Mme ANTJE LEENDERTSE (Allemagne) a regretté l’annonce faite par la Fédération de Russie d’une opération militaire spéciale sur le sol ukrainien. Elle a demandé à tous les États Membres d’être aux côtés de l’Ukraine. La reconnaissance des soi-disant républiques de Donetsk et Louhansk était déjà un camouflet au Conseil de sécurité, il y a deux jours, et en ce moment même, les forces russes se déplacent à l’intérieur de l’Ukraine dans une violation flagrante de la Charte des Nations Unies et de l’intégrité territoriale de l’Ukraine. Nous demandons à la Fédération de Russie de retirer ses troupes de l’Ukraine et nous sommes prêts à privilégier la diplomatie, notamment dans le format Normandie. Nous exhortons Fédération de Russie à faire de même, a conclu la représentante.
Reprenant la parole, la représentante des États-Unis a déclaré qu’elle avait prévenu qu’il y aurait des réunions « théâtrales » et des cyberattaques. Mais malheureusement, au moment même où nous sommes réunis au Conseil ici en quête de paix, le Président Vladimir Putin vient d’ordonner de nouvelles mesures, transmettant une « déclaration de guerre » au Conseil de sécurité.

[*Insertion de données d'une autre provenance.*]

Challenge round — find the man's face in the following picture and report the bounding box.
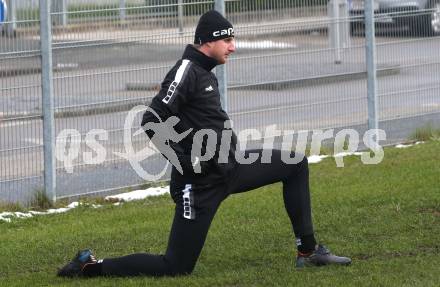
[207,37,235,64]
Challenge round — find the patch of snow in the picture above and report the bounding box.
[307,155,328,163]
[105,186,170,202]
[395,141,424,148]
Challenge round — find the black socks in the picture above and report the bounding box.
[296,234,316,254]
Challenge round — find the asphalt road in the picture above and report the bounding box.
[0,34,440,205]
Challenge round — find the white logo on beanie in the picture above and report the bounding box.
[212,27,234,37]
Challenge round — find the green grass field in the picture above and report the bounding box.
[0,141,440,287]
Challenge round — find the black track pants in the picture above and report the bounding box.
[102,150,313,276]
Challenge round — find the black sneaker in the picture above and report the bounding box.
[296,245,351,268]
[57,249,97,277]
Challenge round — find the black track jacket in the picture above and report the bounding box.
[141,45,237,184]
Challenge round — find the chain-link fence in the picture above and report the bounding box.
[0,0,440,205]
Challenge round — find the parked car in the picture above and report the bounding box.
[349,0,440,36]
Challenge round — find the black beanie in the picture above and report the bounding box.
[194,10,234,44]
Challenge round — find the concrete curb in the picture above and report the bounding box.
[126,65,400,91]
[1,65,400,122]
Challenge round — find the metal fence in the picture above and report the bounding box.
[0,0,440,203]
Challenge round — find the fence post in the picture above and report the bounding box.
[5,0,17,37]
[40,0,56,205]
[119,0,127,22]
[364,0,379,133]
[177,0,183,34]
[214,0,228,112]
[52,0,67,27]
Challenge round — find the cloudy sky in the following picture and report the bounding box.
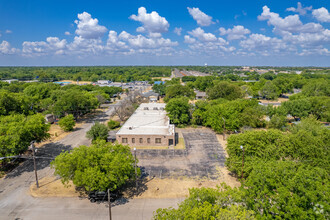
[0,0,330,66]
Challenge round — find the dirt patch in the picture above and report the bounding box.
[259,98,289,103]
[61,80,92,85]
[216,134,230,157]
[135,176,240,199]
[35,122,85,148]
[29,177,80,197]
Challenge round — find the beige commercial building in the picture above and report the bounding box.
[116,103,175,146]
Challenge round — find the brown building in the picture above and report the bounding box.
[116,103,175,146]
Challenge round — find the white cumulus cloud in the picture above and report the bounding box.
[22,37,67,56]
[75,12,107,39]
[312,7,330,22]
[187,7,213,26]
[173,27,182,36]
[188,27,218,42]
[0,40,19,54]
[219,25,251,40]
[258,6,323,33]
[184,35,196,44]
[286,2,313,15]
[129,7,170,33]
[240,34,288,55]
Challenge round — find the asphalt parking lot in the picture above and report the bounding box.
[137,129,226,179]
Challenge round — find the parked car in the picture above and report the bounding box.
[88,191,119,202]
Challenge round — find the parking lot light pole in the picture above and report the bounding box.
[31,141,39,188]
[222,117,226,140]
[134,147,138,191]
[241,145,244,183]
[108,189,112,220]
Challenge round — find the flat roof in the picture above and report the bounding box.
[117,103,174,135]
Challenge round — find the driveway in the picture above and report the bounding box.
[137,128,226,179]
[0,99,183,220]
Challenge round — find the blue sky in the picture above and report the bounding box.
[0,0,330,66]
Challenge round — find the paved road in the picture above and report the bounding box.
[0,100,182,220]
[137,129,226,179]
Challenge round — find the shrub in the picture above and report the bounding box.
[58,114,76,131]
[86,122,109,141]
[108,120,120,130]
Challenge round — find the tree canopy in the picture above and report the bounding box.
[165,97,190,125]
[206,81,243,100]
[51,141,140,191]
[0,114,49,157]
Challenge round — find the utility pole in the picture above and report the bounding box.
[241,145,244,183]
[134,147,138,191]
[222,117,226,140]
[31,141,39,188]
[108,189,112,220]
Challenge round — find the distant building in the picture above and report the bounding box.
[142,90,159,102]
[116,103,175,146]
[45,114,55,124]
[195,90,207,100]
[97,80,111,85]
[2,79,18,84]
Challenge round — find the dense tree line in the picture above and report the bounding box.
[0,82,122,156]
[0,66,171,82]
[51,140,140,191]
[154,118,330,220]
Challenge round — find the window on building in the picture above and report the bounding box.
[156,138,162,144]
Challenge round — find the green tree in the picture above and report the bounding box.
[206,82,243,100]
[242,161,330,220]
[152,83,166,96]
[194,76,215,92]
[0,114,50,156]
[302,79,330,96]
[281,99,312,118]
[53,89,99,118]
[108,120,120,130]
[204,99,264,133]
[164,85,196,102]
[260,81,280,99]
[153,187,256,220]
[165,97,190,125]
[58,114,76,131]
[86,122,109,141]
[268,115,287,129]
[51,141,140,191]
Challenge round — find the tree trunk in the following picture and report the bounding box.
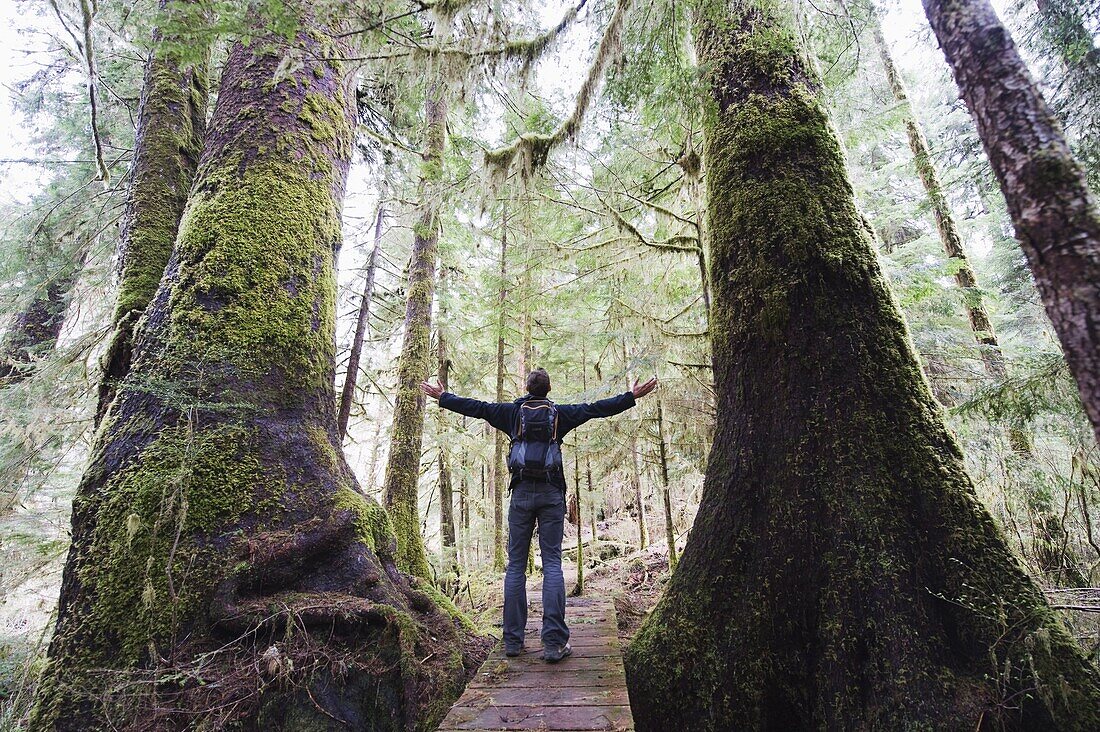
[923,0,1100,449]
[492,209,508,571]
[385,72,447,579]
[436,272,459,590]
[1035,0,1100,190]
[337,179,388,439]
[870,4,1031,458]
[30,18,483,732]
[626,0,1100,730]
[623,340,649,549]
[570,451,584,597]
[657,395,679,572]
[96,0,209,426]
[0,242,87,387]
[870,8,1007,381]
[578,458,600,545]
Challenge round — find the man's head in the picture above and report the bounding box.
[527,369,550,398]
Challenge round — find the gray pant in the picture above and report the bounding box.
[504,481,569,647]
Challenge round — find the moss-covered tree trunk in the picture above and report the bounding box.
[570,447,584,597]
[337,179,388,435]
[870,3,1032,459]
[30,12,481,732]
[436,271,460,593]
[384,79,447,579]
[96,0,209,425]
[870,7,1008,381]
[490,208,508,571]
[923,0,1100,449]
[626,0,1100,730]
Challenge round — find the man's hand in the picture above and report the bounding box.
[420,381,443,402]
[630,376,657,400]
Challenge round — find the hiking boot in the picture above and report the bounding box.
[542,643,573,664]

La représentante du Royaume-Uni a indiqué à son tour qu’alors que le Conseil de sécurité est réuni en urgence pour enjoindre à la Russie de retirer ses forces, le Président Putin a ordonné un déploiement de ses troupes en Ukraine. C’est contraire à nos principes, a-t-elle martelé, affirmant appuyer pleinement l’appel lancé par les États-Unis au sujet d’un projet de résolution. Le Conseil doit faire tout son possible pour empêcher la guerre et faire respecter la Charte des Nations Unies, a-t-elle conclu.
Le représentant de l’Albanie a dit qu’il craignait cette crise, faisant référence à des bombardements entendus à Kiev et dans d’autres villes de l’Ukraine. « Les masques sont tombés et les chars sont entrés en jeu », a-t-il ajouté. La Fédération de Russie a décidé de nier l’existence même de l’Ukraine mais nous défendrons la paix, le droit international et ferons tout pour que l’agresseur soit tenu responsable de ses actes, a promis le représentant.
Le représentant de la France a repris la parole pour dire que la Fédération de Russie avait fait « le choix de la guerre ». Cette décision annoncée au moment même où le Conseil de sécurité est réuni témoigne du mépris de ce pays pour l’organe onusien, a—t-il argué. Il a appelé l’ensemble des membres du Conseil à soutenir le texte de la résolution qui leur sera présenté dans les prochaines heures. Il a également appelé au respect du droit international humanitaire.
Reprenant la parole, la représentante de l’Irlande a rappelé avoir dit il y a à peine quelques minutes que la voie du dialogue et de la diplomatie était extrêmement étroite. Entre-temps, cette voie a été bloquée par l’agresseur russe, a-t-elle regretté. Elle a assuré que l’Irlande est aux côtés de l’Ukraine et a exhorté le Conseil de sécurité à faire entendre sa voix face à cette agression.
Reprenant la parole, le représentant de l’Ukraine a déclaré qu’« il n’y a pas de purgatoire pour les criminels de guerre. Ils vont directement en enfer ».